3. Hawksbill Turtle. Found in tropical oceans, especially coral reefs, they feed on sponges, sea anemone and jellyfish and are essential to the health of coral reefs. They're fighting threats from every direction, including habitat disruption, pollution, poor fishery practices and illegal trade in their prized shells.
4. Soala. Often called the Asian unicorn, this previously unknown mammal was discovered in Vietnam in 1992. It's unclear how many there are since they tend to elude human contact, with estimates ranging from a few dozen to a few hundred. The forests of Vietnam and Laos where they live are being cut down to expand agriculture, forcing them into ever-smaller territory. Closer contact with humans means they're more hunted as well.
5. South China Tiger. This species of tiger hasn't been seen in the wild for 25 years, existing only in zoos. Although hunting them was outlawed in China in 1979 and its survival made a conservation priority there in 1995, the country's rapid development has meant that their habitat is fragmented into areas too small to support a population.
6. Yangtze Finless Porpoise. The Yangtze River was once home to two porpoise species, but one, the Baiji dolphin, was declared extinct in 2006, the first time human activity wiped a dolphin species off the planet. The Yangtze finless porpoise has a remaining population of less than 2,000 individuals and could go the same way as the Baiji if its food supply, threatened by overfishing, continues to dwindle. It's also threatened by pollution and ship movement.
7. Western Lowland Gorilla. This small gorilla, found in the dense rain forests of west central Africa, was once one of the most numerous but its population has been decimated by ebola. And while hunting them for bushmeat is illegal, timber and other companies making forays into distant forests have also made poaching and bushmeat trade easier—and facilitated the transfer of ebola to humans.

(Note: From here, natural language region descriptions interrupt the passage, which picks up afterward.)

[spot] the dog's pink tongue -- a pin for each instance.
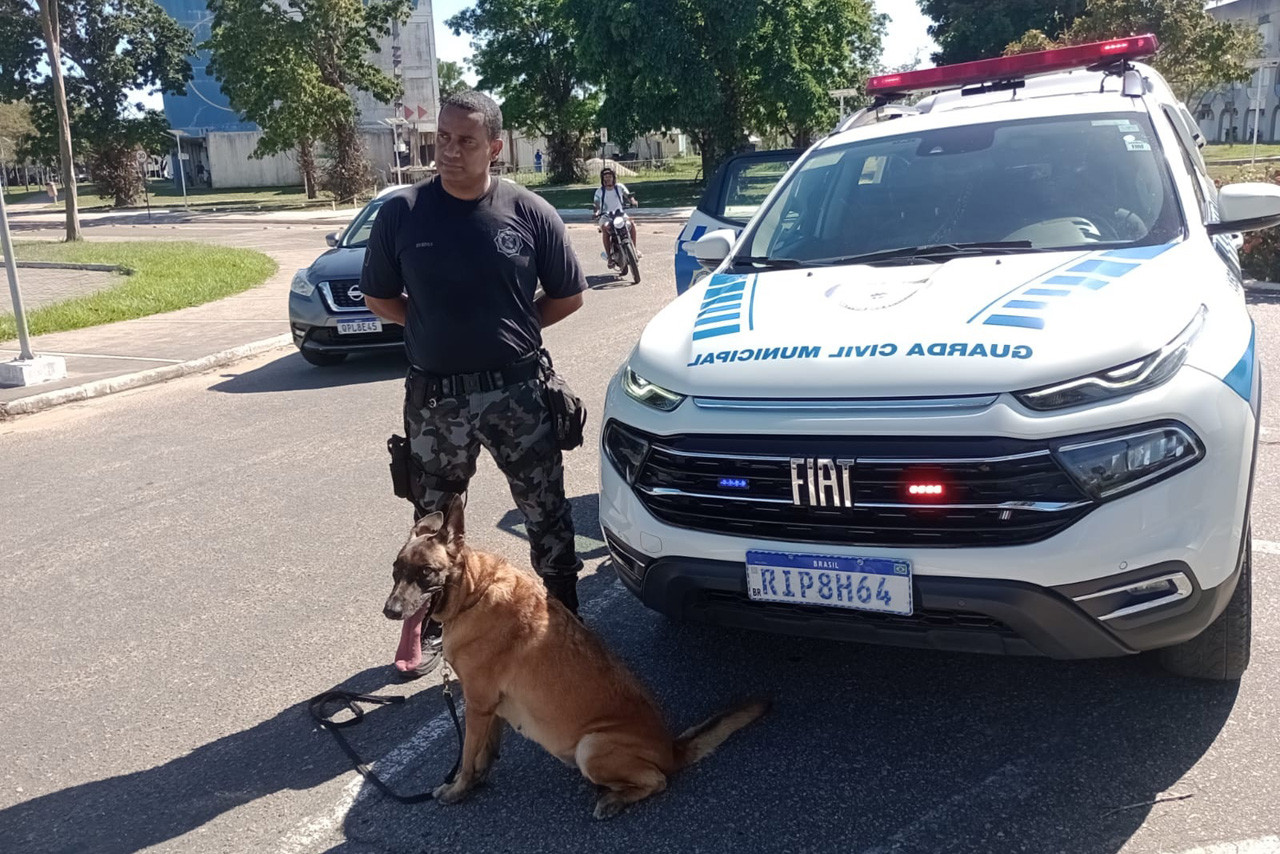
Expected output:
(408, 654)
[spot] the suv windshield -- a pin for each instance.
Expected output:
(1066, 182)
(357, 233)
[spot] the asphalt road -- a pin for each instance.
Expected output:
(183, 566)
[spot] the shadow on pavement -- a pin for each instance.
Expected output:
(293, 374)
(287, 752)
(868, 749)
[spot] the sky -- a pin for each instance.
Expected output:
(908, 32)
(905, 39)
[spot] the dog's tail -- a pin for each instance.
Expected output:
(698, 741)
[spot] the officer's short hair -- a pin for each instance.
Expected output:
(474, 101)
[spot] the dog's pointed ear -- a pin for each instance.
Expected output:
(429, 525)
(453, 526)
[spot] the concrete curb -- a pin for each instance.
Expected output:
(113, 384)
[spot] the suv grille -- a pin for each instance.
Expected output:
(999, 492)
(339, 292)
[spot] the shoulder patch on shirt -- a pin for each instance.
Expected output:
(508, 242)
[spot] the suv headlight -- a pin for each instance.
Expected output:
(1109, 467)
(1124, 379)
(638, 388)
(301, 283)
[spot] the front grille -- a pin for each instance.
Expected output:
(339, 295)
(920, 620)
(999, 492)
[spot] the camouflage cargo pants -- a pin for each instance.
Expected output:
(512, 423)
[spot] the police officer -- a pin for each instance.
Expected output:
(456, 260)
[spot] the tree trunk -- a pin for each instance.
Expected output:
(562, 158)
(307, 165)
(49, 22)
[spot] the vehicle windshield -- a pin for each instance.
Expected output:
(356, 236)
(1092, 181)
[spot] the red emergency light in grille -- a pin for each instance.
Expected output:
(1002, 68)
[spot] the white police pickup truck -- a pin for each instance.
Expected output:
(977, 375)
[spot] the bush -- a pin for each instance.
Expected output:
(1260, 256)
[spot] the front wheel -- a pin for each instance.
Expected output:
(629, 256)
(1221, 652)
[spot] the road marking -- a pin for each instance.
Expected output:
(310, 832)
(1266, 547)
(1261, 845)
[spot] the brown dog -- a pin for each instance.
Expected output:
(526, 660)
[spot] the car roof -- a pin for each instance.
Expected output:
(1074, 92)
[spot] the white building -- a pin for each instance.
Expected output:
(1230, 113)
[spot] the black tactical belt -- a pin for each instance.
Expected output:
(434, 386)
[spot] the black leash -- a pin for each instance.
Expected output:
(348, 700)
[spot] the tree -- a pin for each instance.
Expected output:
(716, 69)
(525, 54)
(449, 76)
(291, 68)
(968, 30)
(804, 50)
(1197, 51)
(97, 51)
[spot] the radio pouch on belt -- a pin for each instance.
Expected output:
(402, 466)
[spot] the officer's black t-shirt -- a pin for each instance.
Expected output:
(470, 270)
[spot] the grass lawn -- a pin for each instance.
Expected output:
(677, 192)
(1239, 151)
(163, 277)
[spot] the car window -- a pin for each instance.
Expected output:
(746, 186)
(1064, 182)
(357, 233)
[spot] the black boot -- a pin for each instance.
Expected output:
(565, 589)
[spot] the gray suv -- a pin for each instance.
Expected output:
(327, 310)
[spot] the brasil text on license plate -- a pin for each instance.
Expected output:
(356, 327)
(860, 583)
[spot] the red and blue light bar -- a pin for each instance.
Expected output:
(1002, 68)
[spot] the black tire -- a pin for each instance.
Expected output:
(321, 359)
(1221, 652)
(629, 256)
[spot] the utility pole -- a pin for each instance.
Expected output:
(27, 369)
(49, 22)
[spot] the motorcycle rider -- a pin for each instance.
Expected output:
(611, 196)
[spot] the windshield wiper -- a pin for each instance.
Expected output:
(932, 251)
(776, 263)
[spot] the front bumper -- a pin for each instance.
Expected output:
(1022, 599)
(315, 327)
(960, 615)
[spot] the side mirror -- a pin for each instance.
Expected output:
(713, 247)
(1246, 208)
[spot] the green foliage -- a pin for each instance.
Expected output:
(291, 68)
(1196, 51)
(449, 77)
(160, 277)
(968, 30)
(716, 69)
(525, 54)
(109, 48)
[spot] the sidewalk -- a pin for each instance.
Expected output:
(131, 354)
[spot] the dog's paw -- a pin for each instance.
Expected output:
(449, 793)
(608, 805)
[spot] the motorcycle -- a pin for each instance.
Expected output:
(622, 252)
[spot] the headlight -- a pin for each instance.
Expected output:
(301, 283)
(626, 450)
(1124, 379)
(1109, 467)
(638, 388)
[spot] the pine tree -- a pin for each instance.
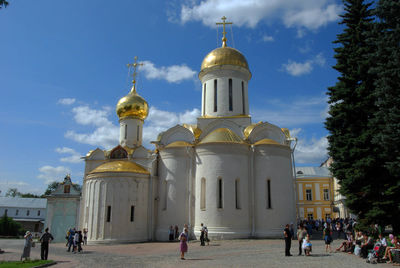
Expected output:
(387, 117)
(351, 108)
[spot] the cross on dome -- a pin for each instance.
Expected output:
(223, 32)
(135, 65)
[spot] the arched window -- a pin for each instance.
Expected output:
(203, 194)
(219, 193)
(118, 153)
(243, 97)
(204, 98)
(230, 95)
(268, 193)
(237, 194)
(215, 95)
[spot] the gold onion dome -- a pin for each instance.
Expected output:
(132, 105)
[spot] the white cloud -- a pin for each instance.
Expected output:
(160, 120)
(172, 74)
(50, 174)
(106, 134)
(310, 14)
(293, 113)
(298, 68)
(267, 38)
(312, 151)
(66, 101)
(74, 157)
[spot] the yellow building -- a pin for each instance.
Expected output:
(314, 193)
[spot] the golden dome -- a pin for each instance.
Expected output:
(132, 105)
(224, 56)
(120, 166)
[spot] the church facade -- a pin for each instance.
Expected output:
(233, 175)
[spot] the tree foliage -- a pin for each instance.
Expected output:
(359, 107)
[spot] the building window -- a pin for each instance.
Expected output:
(326, 194)
(132, 213)
(203, 194)
(269, 194)
(243, 97)
(237, 194)
(204, 98)
(219, 193)
(230, 95)
(165, 195)
(67, 189)
(108, 213)
(308, 195)
(215, 95)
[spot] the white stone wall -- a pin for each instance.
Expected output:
(228, 162)
(222, 76)
(273, 162)
(120, 191)
(173, 189)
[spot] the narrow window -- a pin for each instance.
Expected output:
(219, 193)
(308, 195)
(204, 98)
(269, 194)
(243, 97)
(108, 213)
(215, 95)
(326, 194)
(230, 95)
(132, 213)
(203, 194)
(237, 194)
(165, 195)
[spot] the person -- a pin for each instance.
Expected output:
(288, 239)
(71, 239)
(27, 246)
(301, 233)
(171, 233)
(367, 245)
(44, 246)
(307, 246)
(327, 233)
(202, 234)
(183, 242)
(85, 236)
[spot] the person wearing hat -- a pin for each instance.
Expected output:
(27, 246)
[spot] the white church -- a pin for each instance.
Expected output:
(233, 175)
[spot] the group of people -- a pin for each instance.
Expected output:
(75, 239)
(44, 240)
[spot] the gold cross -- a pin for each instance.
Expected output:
(135, 65)
(223, 32)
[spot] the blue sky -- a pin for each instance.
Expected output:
(63, 70)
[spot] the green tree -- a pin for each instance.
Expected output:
(352, 105)
(387, 117)
(3, 3)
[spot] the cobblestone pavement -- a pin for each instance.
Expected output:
(226, 253)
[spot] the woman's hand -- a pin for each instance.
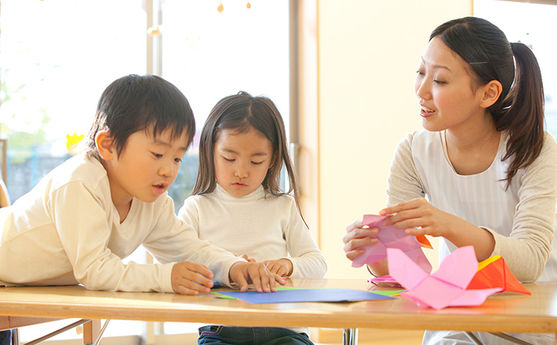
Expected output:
(358, 236)
(419, 217)
(243, 273)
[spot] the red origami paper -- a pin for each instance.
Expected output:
(494, 272)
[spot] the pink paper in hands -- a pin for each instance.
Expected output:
(390, 237)
(444, 288)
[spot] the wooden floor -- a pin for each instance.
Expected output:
(325, 336)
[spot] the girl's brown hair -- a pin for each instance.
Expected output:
(239, 113)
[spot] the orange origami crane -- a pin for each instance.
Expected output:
(494, 272)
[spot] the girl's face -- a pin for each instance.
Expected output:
(241, 160)
(448, 95)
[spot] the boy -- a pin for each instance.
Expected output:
(96, 208)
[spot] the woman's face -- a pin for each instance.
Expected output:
(448, 95)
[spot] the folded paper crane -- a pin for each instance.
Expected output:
(447, 287)
(494, 272)
(391, 237)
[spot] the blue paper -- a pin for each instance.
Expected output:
(305, 295)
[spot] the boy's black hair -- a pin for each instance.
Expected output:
(133, 103)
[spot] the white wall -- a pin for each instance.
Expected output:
(368, 54)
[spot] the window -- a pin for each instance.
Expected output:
(56, 58)
(534, 25)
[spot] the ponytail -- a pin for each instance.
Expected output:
(523, 115)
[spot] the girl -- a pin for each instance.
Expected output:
(237, 204)
(95, 209)
(484, 162)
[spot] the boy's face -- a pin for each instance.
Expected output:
(146, 167)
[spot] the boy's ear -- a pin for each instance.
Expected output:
(490, 93)
(105, 145)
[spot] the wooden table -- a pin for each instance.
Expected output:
(506, 312)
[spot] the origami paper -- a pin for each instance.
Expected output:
(384, 281)
(391, 237)
(305, 295)
(494, 272)
(444, 288)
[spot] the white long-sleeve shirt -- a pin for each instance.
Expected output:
(260, 225)
(521, 218)
(67, 231)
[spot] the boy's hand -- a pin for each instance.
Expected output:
(190, 278)
(283, 267)
(257, 273)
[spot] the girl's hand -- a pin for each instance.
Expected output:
(257, 273)
(190, 278)
(358, 236)
(418, 217)
(247, 258)
(283, 267)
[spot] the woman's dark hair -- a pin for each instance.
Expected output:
(240, 113)
(133, 103)
(520, 108)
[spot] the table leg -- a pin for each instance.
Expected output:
(350, 336)
(91, 330)
(15, 336)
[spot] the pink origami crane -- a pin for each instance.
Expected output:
(391, 237)
(444, 288)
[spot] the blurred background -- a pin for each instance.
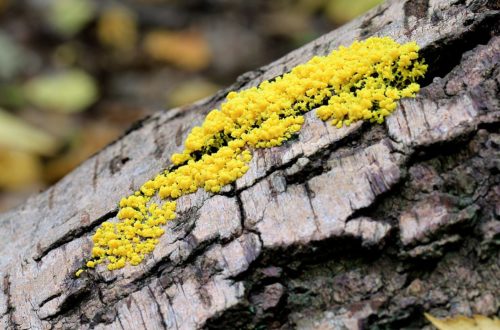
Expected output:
(74, 74)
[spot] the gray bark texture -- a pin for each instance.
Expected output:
(361, 227)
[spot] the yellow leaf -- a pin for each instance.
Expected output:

8. Vaquita. There are probably less than 100 of these rare marine animals left in the wild. They're often caught in gillnets from the illegal fishing trade in protected areas in Mexico's Gulf of California. Half the population has disappeared in the last three years, with one in five drowned as bycatch. They're one of the most critically threatened species.
9. Sumatran Elephant. There are only 2,400-2,800 Sumatran elephants left on the Indonesian island of Sumatra, with half their population gone in one generation due to habitat loss through deforestation by the paper, pulp and palm oil industries. In addition, they're often killed in "human-elephant conflict" when they trample homes and crops—another result of destroying their natural feeding grounds.
10. Mountain Gorilla. This gorilla, which lives in the mountainous forests of central Africa, is jeopardized by human encroachment forcing them into more dangerous territory, as well as by poaching and civil conflicts. They number less than 1,000 but the good news is that, thanks to conservation efforts, their numbers are growing. So they could dodge the extinction bullet.